そして政府組。古今さまは惜しげもなく長い脚をさらしてなお優雅、地蔵行平は純情可憐、それぞれフェミニンな魅力を持つキャラで、とくに地蔵は途中ガラシャに守られているように見えるシーンさえありました。使命を守らねばという意識とともに、それぞれが体現する物語の影響を受け懊悩する二振りの表情が魅力的で、ずっとオペラグラスでアップにして観ていました。そのせいで古今さまの左膝のサポーターも見えました。お二人に限らず、皆様故障のないように、とご祈念申し上げます(パンフレットを読んだら、和田さんが刀剣男士の必需品として折りたたみ式マットレスを地方公演には持ち込むんだと話されていました)。

綺伝パンフ
科白劇と同じものに見えて購入するかどうか迷ったパンフ

今回打刀メインで殺陣に武器の違いによる面白みはあまりないのかなあと思っていたのですが、敵方の武器が多彩で、それぞれにどう抗するか、どう攻略するかという見どころがありよかったです。

明言される敵のねらい

この「綺伝」では、シリーズのクライマックスであった「悲伝」以降、ところどころさりげなく埋め込まれてきた不穏の種が、花を咲かせるまではいかなくとも、一斉にその芽を吹きはじめています。

「慈伝」で描かれた、近侍・山姥切国広の修行への旅立ち。
「維伝」に登場した、男士たちの太刀筋を再現して見せる不気味な遡行軍打刀。

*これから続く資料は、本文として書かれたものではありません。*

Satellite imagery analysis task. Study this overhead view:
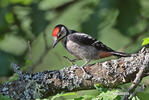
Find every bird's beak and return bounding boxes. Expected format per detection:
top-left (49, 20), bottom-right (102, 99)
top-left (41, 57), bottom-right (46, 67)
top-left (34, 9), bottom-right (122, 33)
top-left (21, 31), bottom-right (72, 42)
top-left (52, 40), bottom-right (59, 48)
top-left (52, 37), bottom-right (59, 48)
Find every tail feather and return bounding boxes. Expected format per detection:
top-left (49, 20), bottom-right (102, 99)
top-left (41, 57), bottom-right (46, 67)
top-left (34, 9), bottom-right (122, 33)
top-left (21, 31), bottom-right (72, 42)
top-left (111, 51), bottom-right (131, 57)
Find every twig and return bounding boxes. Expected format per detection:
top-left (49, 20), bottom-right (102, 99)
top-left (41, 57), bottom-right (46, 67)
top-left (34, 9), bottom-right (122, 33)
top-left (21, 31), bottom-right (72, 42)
top-left (0, 48), bottom-right (149, 100)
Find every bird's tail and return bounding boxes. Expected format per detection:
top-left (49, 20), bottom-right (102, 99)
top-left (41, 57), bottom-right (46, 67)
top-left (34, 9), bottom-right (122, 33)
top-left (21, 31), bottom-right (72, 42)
top-left (111, 51), bottom-right (131, 57)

政府に目をつけられている、厄介事を押しつけられているという自覚。鶴丸と小烏丸の暗躍。
そして昨年の「天伝」「无伝」を通じ、時代的には過去の人物であるにも関わらず不気味な存在感を示した黒田官兵衛。
政府から三日月宗近の監視を指示されていたはんじんと大千鳥。
「どこの三日月宗近も厄介だ」という大千鳥の台詞の意味。
未来のステ本丸から来た(と思われる)太閤左文字からもたらされた、山姥切国広失踪の知らせ。

それらの中心にある人物は、――黒田官兵衛。

かれの「ジョ伝」での登場は、ごく自然なものに思えました。史実・小田原征伐において、かれは秀吉同様、非常に重要な立役者の一人でした。それが遡行軍の存在を自力で探り当て、その力を知り、信長、秀吉という傑物を前に一度は胸に秘めた野心を呼び醒まされ――ということの成り行きも感情の流れとしては理解できるものでした。結局は
「父にはそんな人智を超える力を借りてまで戦国の世の覇者になってほしくない、人であってほしい」という、その子長政によって野望を阻止される顛末も。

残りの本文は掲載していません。